116 00:17:48.980 ⇒ 00:18:00.810 Greg Stoutenburg: Yeah, so, yeah, I mean, so those are… those were the negative parts, but yeah, the positive was… it was clearly very powerful, and the potential for what it could do is, I mean, is, yeah, it’s enormous, just…
117 00:18:01.150 ⇒ 00:18:10.330 Greg Stoutenburg: Use natural language, take your data source, and, have it do things for you, is, is great. Yeah.
118 00:18:10.880 ⇒ 00:18:11.580 Michael Armstrong: Fantastic.
119 00:18:11.580 ⇒ 00:18:12.600 Greg Stoutenburg: Ben, yep.
120 00:18:13.300 ⇒ 00:18:14.580 Michael Armstrong: Alright, well,
121 00:18:14.630 ⇒ 00:18:33.300 Michael Armstrong: this has been super helpful, and I will… I will take a look at, our transcript and put together a couple of, examples for, you know, potential slide decks, to include in slide decks, as well as, to integrate within.
122 00:18:33.300 ⇒ 00:18:38.589 Michael Armstrong: upcoming blogs, so as that happens, I’d love to share with you, and…

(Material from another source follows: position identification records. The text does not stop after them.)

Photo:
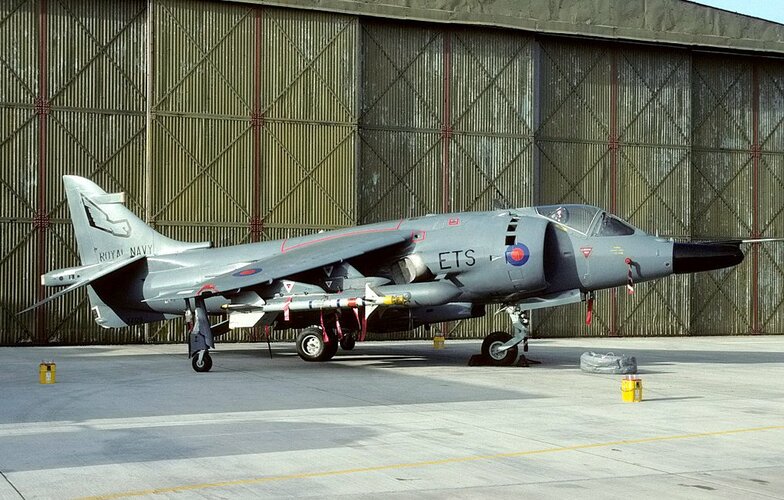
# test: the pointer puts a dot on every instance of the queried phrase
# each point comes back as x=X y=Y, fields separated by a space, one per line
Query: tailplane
x=107 y=231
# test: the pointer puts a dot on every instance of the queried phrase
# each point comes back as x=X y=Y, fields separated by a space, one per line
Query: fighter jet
x=335 y=286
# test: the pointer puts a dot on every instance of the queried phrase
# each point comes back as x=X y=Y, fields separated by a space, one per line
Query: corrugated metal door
x=401 y=171
x=19 y=130
x=490 y=133
x=771 y=195
x=653 y=130
x=574 y=139
x=723 y=188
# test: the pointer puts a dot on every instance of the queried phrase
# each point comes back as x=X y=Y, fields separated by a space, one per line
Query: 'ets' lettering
x=456 y=259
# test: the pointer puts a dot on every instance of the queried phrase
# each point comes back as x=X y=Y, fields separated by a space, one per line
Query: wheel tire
x=205 y=365
x=490 y=349
x=310 y=344
x=348 y=342
x=332 y=347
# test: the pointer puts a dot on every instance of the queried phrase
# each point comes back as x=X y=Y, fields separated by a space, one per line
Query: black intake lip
x=698 y=257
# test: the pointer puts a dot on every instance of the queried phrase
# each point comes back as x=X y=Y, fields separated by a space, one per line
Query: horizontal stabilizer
x=99 y=272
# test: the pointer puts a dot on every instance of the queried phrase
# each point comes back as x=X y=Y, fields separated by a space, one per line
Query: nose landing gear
x=500 y=348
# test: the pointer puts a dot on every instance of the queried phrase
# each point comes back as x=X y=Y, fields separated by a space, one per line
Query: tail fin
x=106 y=230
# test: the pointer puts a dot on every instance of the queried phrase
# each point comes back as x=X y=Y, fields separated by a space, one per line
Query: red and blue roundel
x=517 y=255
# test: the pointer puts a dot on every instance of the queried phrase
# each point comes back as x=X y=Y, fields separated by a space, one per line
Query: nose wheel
x=500 y=348
x=492 y=350
x=201 y=361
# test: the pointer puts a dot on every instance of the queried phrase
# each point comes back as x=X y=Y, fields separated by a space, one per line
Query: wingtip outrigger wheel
x=202 y=361
x=311 y=345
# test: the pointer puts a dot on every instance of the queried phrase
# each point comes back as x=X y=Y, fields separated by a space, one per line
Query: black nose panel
x=696 y=257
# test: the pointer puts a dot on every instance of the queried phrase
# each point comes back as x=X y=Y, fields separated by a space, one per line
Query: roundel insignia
x=517 y=255
x=247 y=272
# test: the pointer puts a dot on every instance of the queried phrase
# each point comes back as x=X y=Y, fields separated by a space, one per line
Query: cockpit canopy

123 00:18:38.590 ⇒ 00:18:52.479 Michael Armstrong: get your approval, before launching, and then also, I’d love to, like, do you have routine conversations or syncs with the, e-commerce organization that you’ve been working with?
124 00:18:52.480 ⇒ 00:18:53.950 Greg Stoutenburg: We talk all the time.
125 00:18:53.950 ⇒ 00:19:00.010 Michael Armstrong: Amazing. Well, I’d love it if you could surface, you know, our…
126 00:19:00.170 ⇒ 00:19:19.689 Michael Armstrong: our upcoming, like, our current e-commerce campaign, and see if they would be interested in having their story of success and how they’re using tech to, to increase efficiency and move from, you know, kind of insight, that window. So, yeah, I’d love it if this is
127 00:19:19.690 ⇒ 00:19:21.280 Michael Armstrong: beginning of a broader conversation.
128 00:19:21.280 ⇒ 00:19:21.710 Greg Stoutenburg: You’re out.
129 00:19:21.710 ⇒ 00:19:32.400 Michael Armstrong: And let me know how I can help in that regard. And if that’s… if they’re not interested, that’s okay, but I would love to at least see if their voice could be a part of this broader campaign.
130 00:19:32.400 ⇒ 00:19:35.230 Greg Stoutenburg: Yeah, sure, sounds great. Yeah, this is great, I appreciate it, Michael.
131 00:19:35.230 ⇒ 00:19:37.450 Michael Armstrong: It’s a wonderful… I appreciate it too. Take care of yourself.
132 00:19:37.450 ⇒ 00:19:39.110 Greg Stoutenburg: See ya. Bye.